Obvious Child, which opens on June 6, stars Jenny Slate as Donna, an aspiring standup who quickly finds herself single, broke and with child. We talked with director Gillian Robespierre, who lives in Greenpoint.
This was originally a short film. What made you decide to make it into a feature, and how did you go about it?
It was kind of seamless. We had an urgent desire to tell this story in this way, so when publications like Bust and Jezebel and Feministing started writing articles about it, and putting the Vimeo link in those articles, it just got bigger and bigger. I would read through the comments and get really excited about the conversations that these men and women—mostly women, but there were dudes there, too—were having, and it was really encouraging. And it inspired me to make it a bigger thing because not too many people really watch shorts.
All of the actors in the film have a really great rapport. Was it mostly improvised, or did you do a lot of rehearsals?

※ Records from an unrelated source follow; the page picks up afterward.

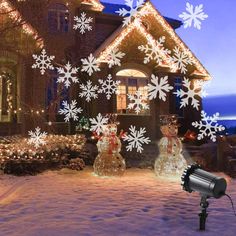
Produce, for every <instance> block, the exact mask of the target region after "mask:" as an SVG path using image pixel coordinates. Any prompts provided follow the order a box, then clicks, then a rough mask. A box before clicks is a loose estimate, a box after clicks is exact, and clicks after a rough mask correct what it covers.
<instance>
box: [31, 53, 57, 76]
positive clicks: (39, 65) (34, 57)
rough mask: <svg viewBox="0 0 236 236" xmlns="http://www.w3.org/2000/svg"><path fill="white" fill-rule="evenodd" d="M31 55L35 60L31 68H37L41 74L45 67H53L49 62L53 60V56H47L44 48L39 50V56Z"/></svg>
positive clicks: (42, 74)
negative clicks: (33, 63) (39, 53)
mask: <svg viewBox="0 0 236 236" xmlns="http://www.w3.org/2000/svg"><path fill="white" fill-rule="evenodd" d="M32 57H33V59H34V60H35V63H34V64H33V65H32V68H33V69H36V68H39V69H40V73H41V75H44V74H45V72H46V69H49V70H53V69H54V67H53V65H52V64H51V63H52V60H54V58H55V56H48V55H47V53H46V50H45V49H43V50H42V51H41V54H40V55H39V56H38V55H35V54H33V56H32Z"/></svg>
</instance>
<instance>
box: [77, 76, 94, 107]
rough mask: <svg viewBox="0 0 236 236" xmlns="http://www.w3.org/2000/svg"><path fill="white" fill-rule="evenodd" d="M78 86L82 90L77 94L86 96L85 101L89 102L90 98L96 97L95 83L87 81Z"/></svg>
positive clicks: (90, 98)
mask: <svg viewBox="0 0 236 236" xmlns="http://www.w3.org/2000/svg"><path fill="white" fill-rule="evenodd" d="M80 88H81V89H82V92H80V93H79V96H80V97H81V98H82V97H86V101H87V102H90V101H91V99H92V98H94V99H96V98H97V97H98V95H97V90H98V86H97V85H94V86H93V85H92V81H90V80H89V81H87V84H86V85H85V84H81V85H80Z"/></svg>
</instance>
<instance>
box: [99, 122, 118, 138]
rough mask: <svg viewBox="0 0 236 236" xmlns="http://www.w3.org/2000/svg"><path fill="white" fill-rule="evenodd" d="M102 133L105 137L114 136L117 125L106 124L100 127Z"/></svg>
mask: <svg viewBox="0 0 236 236" xmlns="http://www.w3.org/2000/svg"><path fill="white" fill-rule="evenodd" d="M102 133H103V135H105V136H111V135H116V133H117V125H116V124H107V125H103V126H102Z"/></svg>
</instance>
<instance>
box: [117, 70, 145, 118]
mask: <svg viewBox="0 0 236 236" xmlns="http://www.w3.org/2000/svg"><path fill="white" fill-rule="evenodd" d="M116 77H117V80H120V81H121V83H120V85H119V86H118V93H117V98H116V108H117V113H119V114H136V113H135V111H134V110H130V109H127V107H128V105H129V103H130V102H132V101H130V100H129V99H128V96H127V95H128V94H135V93H136V91H137V90H139V91H140V92H141V94H142V96H143V97H145V98H146V97H147V94H148V90H147V84H148V78H147V75H146V74H144V73H143V72H141V71H138V70H133V69H126V70H122V71H119V72H118V73H117V74H116ZM144 102H146V103H149V101H148V99H146V100H145V101H144ZM139 114H140V115H144V114H149V110H142V111H141V112H140V113H139Z"/></svg>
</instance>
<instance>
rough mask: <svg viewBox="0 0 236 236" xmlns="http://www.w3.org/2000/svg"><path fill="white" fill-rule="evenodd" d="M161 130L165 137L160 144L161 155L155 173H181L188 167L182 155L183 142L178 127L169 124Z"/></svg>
mask: <svg viewBox="0 0 236 236" xmlns="http://www.w3.org/2000/svg"><path fill="white" fill-rule="evenodd" d="M171 130H172V131H171ZM161 131H162V133H163V136H164V137H163V138H161V140H160V142H159V144H158V146H159V156H158V158H157V159H156V161H155V166H154V169H155V173H156V175H181V174H182V173H183V171H184V170H185V168H186V167H187V162H186V160H185V158H184V156H183V155H182V142H181V140H180V139H179V138H178V136H177V131H176V127H170V125H168V127H165V128H163V129H161Z"/></svg>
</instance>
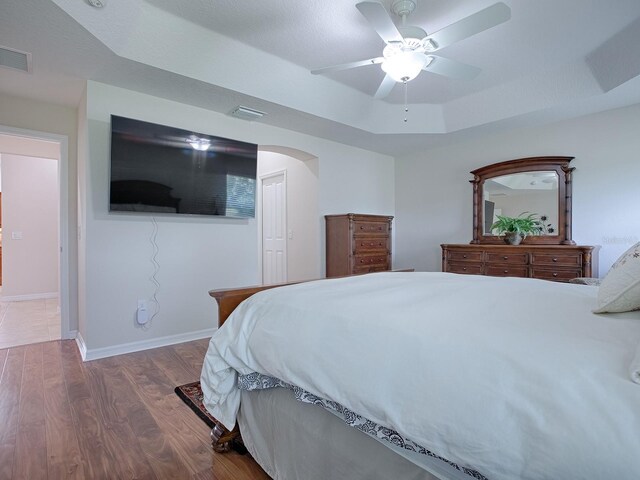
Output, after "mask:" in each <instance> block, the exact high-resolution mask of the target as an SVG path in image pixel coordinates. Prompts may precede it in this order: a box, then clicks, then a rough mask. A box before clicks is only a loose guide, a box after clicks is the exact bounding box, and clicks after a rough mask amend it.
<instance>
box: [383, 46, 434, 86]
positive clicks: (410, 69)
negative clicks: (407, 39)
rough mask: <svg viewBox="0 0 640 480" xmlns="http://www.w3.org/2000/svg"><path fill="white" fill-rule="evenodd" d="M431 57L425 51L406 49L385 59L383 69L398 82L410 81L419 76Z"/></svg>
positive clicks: (385, 58)
mask: <svg viewBox="0 0 640 480" xmlns="http://www.w3.org/2000/svg"><path fill="white" fill-rule="evenodd" d="M429 59H430V57H427V56H426V55H424V54H423V53H420V52H414V51H406V52H399V53H397V54H395V55H393V56H392V57H388V58H385V59H384V62H382V65H381V67H382V70H383V71H384V72H385V73H386V74H387V75H389V76H390V77H391V78H393V79H394V80H395V81H396V82H408V81H410V80H413V79H414V78H416V77H417V76H418V74H419V73H420V72H421V71H422V69H423V68H424V67H426V66H427V64H428V62H429Z"/></svg>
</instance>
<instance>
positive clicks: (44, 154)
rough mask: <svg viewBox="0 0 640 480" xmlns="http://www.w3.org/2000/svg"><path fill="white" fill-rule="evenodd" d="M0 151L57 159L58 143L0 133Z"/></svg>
mask: <svg viewBox="0 0 640 480" xmlns="http://www.w3.org/2000/svg"><path fill="white" fill-rule="evenodd" d="M0 153H12V154H14V155H27V156H31V157H40V158H53V159H55V160H59V159H60V145H59V144H58V143H57V142H47V141H44V140H35V139H33V138H25V137H18V136H16V135H2V134H0Z"/></svg>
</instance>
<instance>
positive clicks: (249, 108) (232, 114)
mask: <svg viewBox="0 0 640 480" xmlns="http://www.w3.org/2000/svg"><path fill="white" fill-rule="evenodd" d="M229 115H231V116H232V117H236V118H241V119H242V120H249V121H250V122H251V121H253V120H258V119H260V118H262V117H264V116H265V115H266V113H265V112H261V111H259V110H254V109H252V108H247V107H243V106H237V107H236V108H234V109H233V110H231V112H230V113H229Z"/></svg>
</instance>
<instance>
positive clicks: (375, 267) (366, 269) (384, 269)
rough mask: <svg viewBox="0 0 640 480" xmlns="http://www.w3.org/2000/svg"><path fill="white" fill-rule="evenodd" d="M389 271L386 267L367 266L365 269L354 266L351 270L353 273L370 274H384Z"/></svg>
mask: <svg viewBox="0 0 640 480" xmlns="http://www.w3.org/2000/svg"><path fill="white" fill-rule="evenodd" d="M387 270H389V269H388V268H387V266H386V265H369V266H365V267H360V266H356V267H354V269H353V273H355V274H358V273H372V272H386V271H387Z"/></svg>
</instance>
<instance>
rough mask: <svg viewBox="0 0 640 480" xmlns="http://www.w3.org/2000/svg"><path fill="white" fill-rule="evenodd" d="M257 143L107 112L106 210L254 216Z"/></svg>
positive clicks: (152, 212) (129, 211)
mask: <svg viewBox="0 0 640 480" xmlns="http://www.w3.org/2000/svg"><path fill="white" fill-rule="evenodd" d="M257 158H258V146H257V145H255V144H251V143H245V142H239V141H237V140H230V139H227V138H220V137H215V136H213V135H205V134H201V133H197V132H192V131H189V130H181V129H179V128H172V127H166V126H163V125H156V124H154V123H148V122H142V121H139V120H132V119H130V118H124V117H118V116H115V115H112V116H111V188H110V200H109V210H110V211H112V212H113V211H117V212H147V213H181V214H189V215H220V216H225V217H241V218H242V217H254V216H255V191H256V168H257Z"/></svg>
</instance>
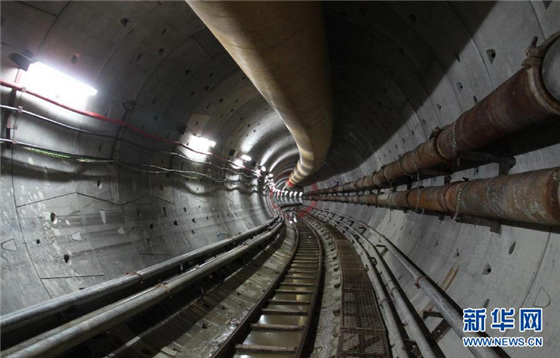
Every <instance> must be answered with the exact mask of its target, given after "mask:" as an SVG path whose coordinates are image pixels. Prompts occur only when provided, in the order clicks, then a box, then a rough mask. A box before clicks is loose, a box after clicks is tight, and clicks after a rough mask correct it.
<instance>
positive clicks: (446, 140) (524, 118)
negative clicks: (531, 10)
mask: <svg viewBox="0 0 560 358" xmlns="http://www.w3.org/2000/svg"><path fill="white" fill-rule="evenodd" d="M535 45H536V38H535V39H534V41H533V43H532V44H531V46H530V47H529V48H528V49H527V59H526V60H525V61H524V62H523V67H522V68H521V69H520V70H519V71H517V73H515V74H514V75H513V76H511V77H510V78H509V79H508V80H507V81H505V82H504V83H503V84H502V85H500V86H499V87H498V88H496V89H495V90H494V91H493V92H492V93H490V94H489V95H488V96H486V97H485V98H484V99H483V100H482V101H480V102H479V103H477V104H476V105H475V106H474V107H473V108H471V109H470V110H468V111H466V112H464V113H463V114H462V115H461V116H460V117H459V118H458V119H457V120H456V121H455V122H454V123H452V124H450V125H448V126H446V127H444V128H443V129H441V130H440V131H435V132H434V133H433V135H432V137H431V138H430V139H429V140H428V141H426V142H424V143H422V144H420V145H419V146H418V147H416V149H414V150H412V151H410V152H407V153H405V154H404V155H402V156H401V157H400V158H399V159H398V160H396V161H394V162H391V163H389V164H387V165H385V166H383V167H381V169H379V170H378V171H376V172H374V173H373V174H372V175H369V176H365V177H363V178H361V179H359V180H356V181H353V182H350V183H346V184H344V185H339V186H335V187H330V188H326V189H321V190H317V191H314V192H312V194H320V193H336V192H343V191H351V190H362V189H371V188H376V187H381V186H385V185H387V184H389V183H390V182H391V181H394V180H396V179H399V178H402V177H406V176H415V175H417V174H418V173H420V172H421V171H422V170H425V169H429V168H433V167H435V166H438V165H447V166H449V165H450V164H451V162H452V161H454V160H455V159H457V158H458V157H459V155H460V153H461V152H465V151H472V150H475V149H479V148H483V147H485V146H487V145H490V144H492V143H494V142H496V141H497V140H499V139H501V138H504V137H506V136H508V135H510V134H512V133H514V132H517V131H519V130H521V129H523V128H526V127H529V126H534V125H539V124H543V123H546V122H548V121H552V120H558V119H559V118H560V75H559V74H560V70H558V68H560V32H557V33H555V34H554V35H552V36H551V37H549V38H548V39H547V40H546V41H544V43H543V44H542V45H541V46H539V47H536V46H535Z"/></svg>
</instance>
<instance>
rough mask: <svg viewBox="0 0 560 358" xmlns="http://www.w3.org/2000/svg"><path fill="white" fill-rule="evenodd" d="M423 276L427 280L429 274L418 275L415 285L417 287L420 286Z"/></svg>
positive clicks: (414, 284)
mask: <svg viewBox="0 0 560 358" xmlns="http://www.w3.org/2000/svg"><path fill="white" fill-rule="evenodd" d="M423 278H424V279H426V280H427V279H428V276H426V275H420V276H418V277H416V280H415V281H414V286H416V288H420V280H421V279H423Z"/></svg>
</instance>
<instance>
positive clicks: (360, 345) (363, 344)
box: [328, 225, 391, 358]
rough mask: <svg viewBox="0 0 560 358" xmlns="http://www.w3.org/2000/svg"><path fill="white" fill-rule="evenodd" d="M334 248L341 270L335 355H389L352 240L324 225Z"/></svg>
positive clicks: (380, 324)
mask: <svg viewBox="0 0 560 358" xmlns="http://www.w3.org/2000/svg"><path fill="white" fill-rule="evenodd" d="M328 228H329V231H330V232H331V234H332V236H333V238H334V240H335V243H336V247H337V250H338V257H339V262H340V272H341V289H342V305H341V310H340V313H341V327H340V335H339V340H338V349H337V354H336V356H337V357H338V358H354V357H355V358H361V357H374V358H375V357H390V356H391V353H390V348H389V343H388V341H387V332H386V330H385V325H384V324H383V320H382V318H381V313H380V312H379V307H378V305H377V301H376V298H375V293H374V290H373V286H372V284H371V282H370V281H369V277H368V275H367V271H366V269H365V267H364V265H363V264H362V261H361V260H360V256H359V255H358V253H357V252H356V250H355V249H354V247H353V246H352V243H351V242H350V241H348V239H346V237H344V235H342V234H341V233H340V232H339V231H338V230H336V229H335V228H334V227H332V226H331V225H328Z"/></svg>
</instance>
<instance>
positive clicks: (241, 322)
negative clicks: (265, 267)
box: [214, 221, 323, 358]
mask: <svg viewBox="0 0 560 358" xmlns="http://www.w3.org/2000/svg"><path fill="white" fill-rule="evenodd" d="M295 229H296V241H297V242H296V245H295V246H294V249H293V250H292V254H291V259H290V260H289V262H288V264H287V265H286V266H285V268H284V270H283V271H282V272H281V273H280V274H279V276H278V278H277V280H276V282H275V284H273V285H272V286H271V288H270V289H269V290H268V291H267V292H266V293H265V294H264V295H263V296H262V297H261V299H260V300H259V302H257V303H256V304H255V306H254V308H253V309H252V310H251V312H250V313H249V314H248V315H247V317H246V318H245V319H244V320H243V322H241V323H240V324H239V326H238V328H237V329H236V330H235V332H234V333H233V334H232V335H231V336H230V338H229V339H228V340H227V341H226V342H225V343H224V344H223V345H222V347H221V348H220V350H219V351H218V352H216V354H215V355H214V357H231V356H235V357H243V358H253V357H254V358H264V357H275V358H288V357H290V358H292V357H301V356H305V355H308V354H309V350H310V348H312V347H310V345H312V342H310V341H312V339H310V337H311V336H313V334H311V332H312V329H313V326H314V325H315V323H316V320H314V319H313V318H314V313H315V309H316V306H317V302H319V301H318V296H319V294H320V290H321V285H322V282H321V279H322V273H323V272H322V271H323V248H322V244H321V240H320V238H319V237H318V235H317V233H316V232H315V231H314V230H313V229H312V228H311V227H310V226H309V225H308V224H307V223H304V222H302V221H300V222H297V223H296V224H295Z"/></svg>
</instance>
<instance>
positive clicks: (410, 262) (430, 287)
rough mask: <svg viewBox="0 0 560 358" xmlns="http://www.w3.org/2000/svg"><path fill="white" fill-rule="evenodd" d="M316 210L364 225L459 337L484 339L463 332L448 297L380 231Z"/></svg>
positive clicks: (478, 355)
mask: <svg viewBox="0 0 560 358" xmlns="http://www.w3.org/2000/svg"><path fill="white" fill-rule="evenodd" d="M315 210H319V211H322V212H326V213H329V214H334V215H338V216H339V217H340V218H341V219H342V220H351V221H353V222H357V223H360V225H363V226H364V227H365V228H367V229H369V230H370V231H372V232H373V233H374V234H375V235H376V236H377V237H378V238H379V239H380V241H382V242H383V243H384V244H385V247H387V249H388V250H389V252H391V254H393V256H394V257H395V258H396V259H397V260H398V261H399V262H400V263H401V265H402V266H403V267H404V268H405V269H406V271H407V272H408V273H409V274H410V275H411V276H412V277H413V278H414V281H415V282H416V285H417V287H418V288H419V289H421V290H422V291H423V292H424V293H425V295H426V296H427V297H428V298H429V299H430V301H432V303H433V304H434V305H435V306H436V307H437V308H438V310H439V312H440V313H441V315H442V316H443V318H444V319H445V321H447V323H449V325H450V326H451V328H452V329H453V330H454V331H455V333H457V335H458V336H459V337H482V335H480V334H477V333H471V332H464V331H463V317H462V316H461V314H460V313H459V312H458V311H457V309H456V308H455V306H454V305H453V303H451V302H450V301H449V299H448V298H447V297H445V296H444V295H442V294H441V292H440V290H439V289H438V288H437V287H436V286H435V285H434V284H432V281H431V280H430V279H429V278H428V276H426V275H424V274H423V273H422V272H421V271H420V270H418V269H417V268H416V266H415V265H414V263H413V262H412V261H410V259H409V258H408V257H406V256H405V255H404V254H403V253H401V252H400V250H399V249H398V248H397V247H396V246H395V245H394V244H393V243H392V242H391V241H390V240H389V239H388V238H387V237H385V236H384V235H383V234H381V233H380V232H379V231H377V230H375V229H374V228H372V227H371V226H369V225H367V224H366V223H364V222H363V221H360V220H356V219H350V218H347V217H345V216H342V215H340V214H336V213H333V212H331V211H328V210H322V209H315ZM327 220H332V219H327ZM364 237H365V236H364ZM366 240H367V241H369V239H367V238H366ZM468 349H469V350H470V352H471V353H472V354H473V355H474V356H475V357H480V358H482V357H484V358H486V357H492V358H498V357H499V354H498V353H497V352H496V351H494V350H493V349H492V348H488V347H472V346H471V347H468Z"/></svg>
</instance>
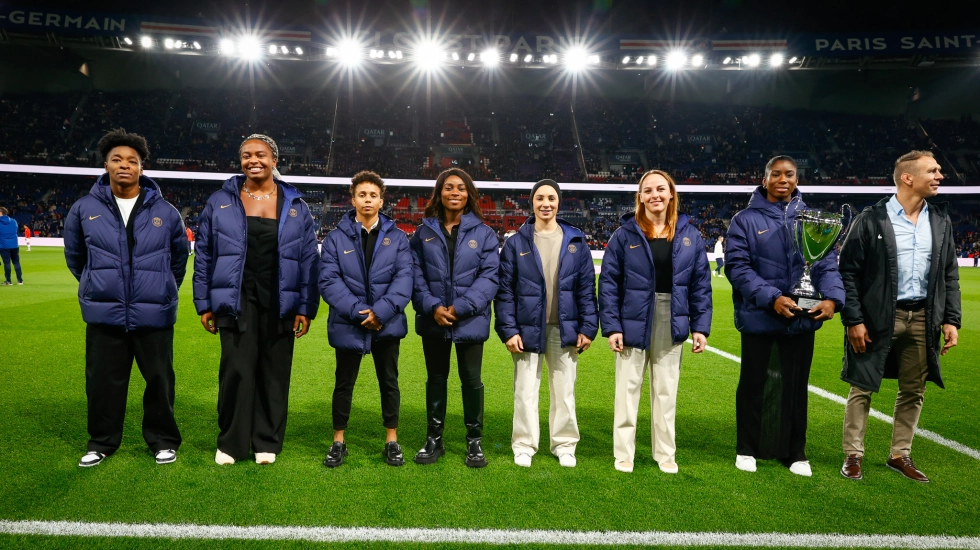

I think it’s really flattering when people ask, because it says a lot about the actors, who are taking words and making them seem natural. There was a script, including Donna’s standup, but the way those scenes were done was a lot looser. I did not make Jenny stay on point—I’m not a standup, I’m just a fan, and I have been since I was little because my parents were. I’m just someone who studies it from the peripheral. Jenny knew the beats she had to hit and the places she had to go, and she really went there on her own. Some of it was taken from the page, and some of it was taken from being in the moment, which is why you feel like you’re really in a comedy club, watching somebody perform rather than an actor saying lines they’ve said 45 times in a row. I would love to give a shout out to Casey Brooks, the editor of Obvious Child, because we had a lot of options for the standup, and for the whole film really, and he helped us make it work.
She’s also good at faltering onstage: when she messes up a joke, it seems painfully real. This is a film about many different women’s real-life experiences. Can you talk about how you approached Donna’s character?
We approached all of the characters and their backstories—and “future stories”—as straightforwardly as possible. There’s no reason for us to explain when or why Gabe Liebeman’s character came out of the closet. It’s just a slice of life in Donna’s world. There’s no fat to the story—we just wanted the audience to be a fly on the wall of this woman’s life and be entertained by it and not worry about all the sort of setups that tend to be kind of boring.
Everything is just a given: even though she’s aimless or struggling in certain ways, she has a great rapport with her parents.
Yeah, I like that—it’s just a given.